Zac. Anytime I dare to look over to him I can see the sun shine through him, trying to give me my hope back but he never helps, nothing does so why should I expect him to be any different?

He isn’t like them though so why won’t he help me?

Why is he letting Mark do this to me? I want to believe that it could happen that Zac or my family will help me.

Save me. But Mark keeps reminding me of where I really am. What I am being trained for but it doesn’t stop everything that is going through my head, my heart.

My heart.

My heart has no place in this place but that doesn’t mean I can stop it from feeling the things it does. Everything that is happening inside me is such an alien feeling to me, I have never felt so torn between two strong powers that want to take me over, consume me. I just want to give up. I am getting to that point where I want the slice of a cold knife against my skin ending the pain all around me but there is no help in sight.

They can’t hurt me if I am dead. I don’t want this anymore, I want my life back. I want to blank out everything that is happening around me so that I can just live in a state of nothing. Blank out all the pain. Blank out the visions in front of me but then there is always something else that wants me to fight.

Wants me to remain myself. Every time Zac speaks to me, every time he is near me he gives me a sense of being something special. I’m not in this cell being trained to be someone’s plaything, he gives calmness to my trepidation of being here. I should be scared and I am but when Zac is near he helps, I can’t understand, I can’t explain it. I can feel my heart blossoming when I have a chance to think about him. I thought what I felt with Mark was the real thing but that was nothing compared to this. The need to talk to my sisters-in-law and gush about him is overwhelming but I can’t do it, I can’t do anything. I am stuck in here with no hope and all I want is to be held in my mother’s arms as I tell her of the man with beautiful eyes that likes me and treats me like a woman. Every time he looks into my eyes that’s what I know he sees in me, a woman, not a slave, not a girl, but a beautiful woman. He is so different from the others. His touch is warm, he isn’t cold and he doesn’t reek of untold danger like Mark or Marco do. I don’t even have to open my eyes to know when Mark or his father come into this place, I just know. The air around me becomes thicker, colder, danger is coated on every surface of this cell but with Zac it is different. I just know that he isn’t as dangerous as the other two and whenever he is near I just know that he would never hurt me. I don’t know what it is about him but there is just something in him that tells me all I need to know. As blackness claims me once again I want to ask him so many questions, questions I know he will have the answers to and will tell me without any hidden meanings. He is different. If I were in any other situation I may even want to get to know him better. From what I can tell he has kind eyes, warmth radiates throughout his soul and I don’t know how but I can tell there is another reason for him being here. I can only hope there is, anyway.

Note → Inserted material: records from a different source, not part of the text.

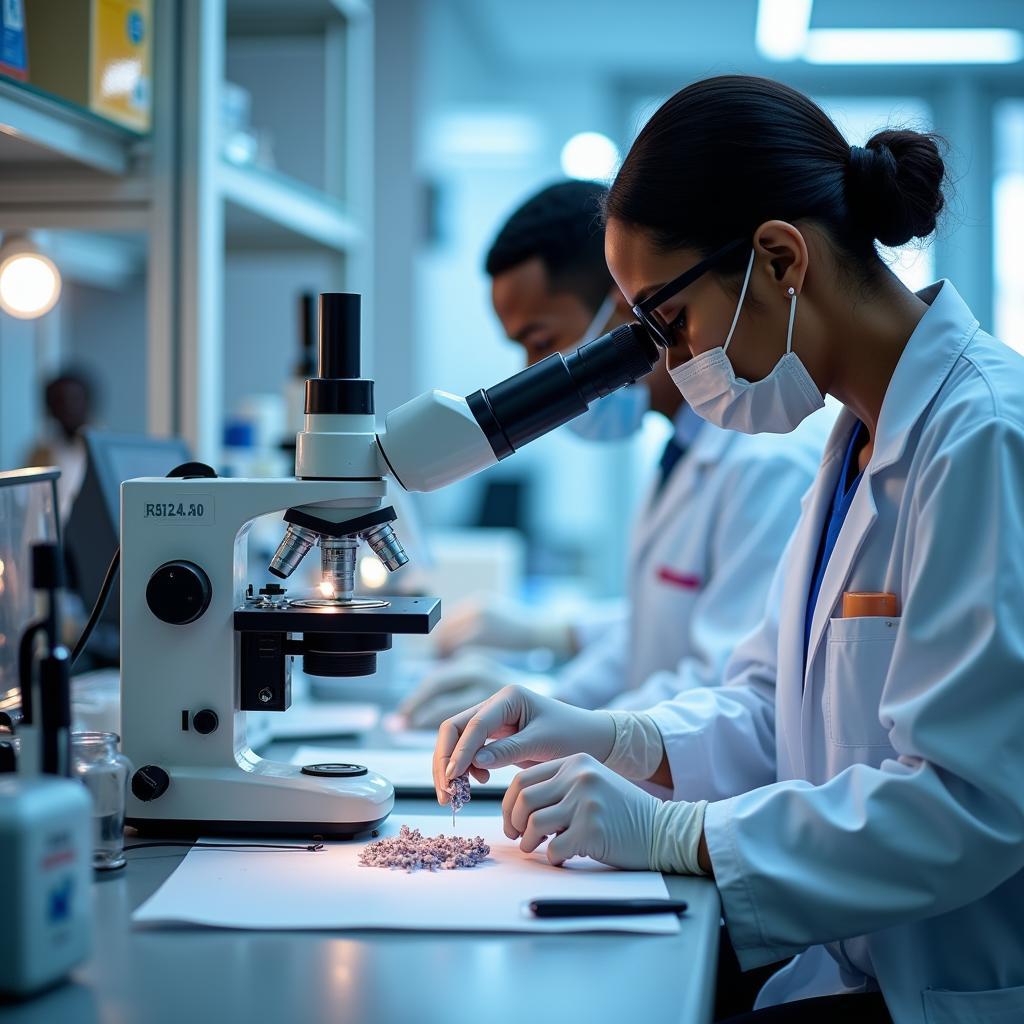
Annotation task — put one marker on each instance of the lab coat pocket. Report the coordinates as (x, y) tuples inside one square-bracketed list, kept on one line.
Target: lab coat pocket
[(857, 657), (998, 1006)]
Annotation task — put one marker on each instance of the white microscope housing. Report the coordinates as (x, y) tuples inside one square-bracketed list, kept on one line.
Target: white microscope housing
[(202, 645)]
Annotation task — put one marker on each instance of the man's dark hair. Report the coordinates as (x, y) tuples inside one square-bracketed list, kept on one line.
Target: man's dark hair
[(561, 226)]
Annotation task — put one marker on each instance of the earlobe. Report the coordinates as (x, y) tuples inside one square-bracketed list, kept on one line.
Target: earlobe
[(785, 250)]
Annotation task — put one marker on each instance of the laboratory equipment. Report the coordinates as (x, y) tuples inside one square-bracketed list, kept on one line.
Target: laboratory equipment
[(103, 771), (44, 819), (202, 645), (93, 526)]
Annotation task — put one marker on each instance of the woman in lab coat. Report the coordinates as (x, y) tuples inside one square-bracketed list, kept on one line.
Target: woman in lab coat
[(856, 786), (708, 536)]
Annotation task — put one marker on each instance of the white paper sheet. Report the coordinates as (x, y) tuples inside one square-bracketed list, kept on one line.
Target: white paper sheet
[(331, 890), (409, 771), (310, 719)]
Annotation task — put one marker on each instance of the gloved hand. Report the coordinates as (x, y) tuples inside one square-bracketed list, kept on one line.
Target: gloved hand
[(503, 624), (460, 684), (591, 811), (525, 729)]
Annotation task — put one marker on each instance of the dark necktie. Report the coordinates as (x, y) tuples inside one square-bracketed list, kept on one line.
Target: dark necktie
[(670, 457)]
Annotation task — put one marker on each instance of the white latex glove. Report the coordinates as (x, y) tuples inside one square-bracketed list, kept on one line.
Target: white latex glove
[(506, 625), (460, 684), (588, 809), (591, 811), (525, 729)]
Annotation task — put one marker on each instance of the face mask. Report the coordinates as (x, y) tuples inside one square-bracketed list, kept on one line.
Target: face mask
[(619, 415), (773, 406)]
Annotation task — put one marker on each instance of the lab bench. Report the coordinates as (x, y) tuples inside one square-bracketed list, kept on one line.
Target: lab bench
[(185, 975)]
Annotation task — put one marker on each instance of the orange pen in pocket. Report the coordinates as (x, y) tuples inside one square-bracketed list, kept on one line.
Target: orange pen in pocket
[(864, 604)]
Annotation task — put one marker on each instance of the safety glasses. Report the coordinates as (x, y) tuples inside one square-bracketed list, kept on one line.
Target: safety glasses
[(646, 311)]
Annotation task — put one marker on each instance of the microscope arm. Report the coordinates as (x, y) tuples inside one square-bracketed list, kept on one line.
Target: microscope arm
[(438, 437)]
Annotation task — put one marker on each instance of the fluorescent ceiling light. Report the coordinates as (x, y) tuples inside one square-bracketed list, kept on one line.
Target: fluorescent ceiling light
[(590, 156), (912, 46), (781, 31)]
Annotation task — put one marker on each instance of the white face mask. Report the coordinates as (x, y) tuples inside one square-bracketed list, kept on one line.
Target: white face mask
[(619, 415), (773, 406)]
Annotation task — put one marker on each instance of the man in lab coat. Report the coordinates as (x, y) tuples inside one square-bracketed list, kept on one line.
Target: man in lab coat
[(710, 531)]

“Stay strong.” He said in barely a whisper in my ear and the thought that maybe he is on my side throughout this whole nightmare makes my heart warm my chest in a low glow. I cling to my body, trying to fight to keep hold of the feeling of warmth that tries to spread out of me just thinking of him and how nice he has been to me. No one has ever been like that to me before, my life has always consisted of what I or my family could do for them. I give away a small laugh as the thoughts of the only man I loved and who I thought loved me ended up being just the same as everyone else. How could I have been so blind? I was so stupid but then again I am in this situation and I am feeling funny over my captor. A captor who although is different from Mark and his father is still a heartless criminal. I manage to fall asleep with visions of him dancing away in my head.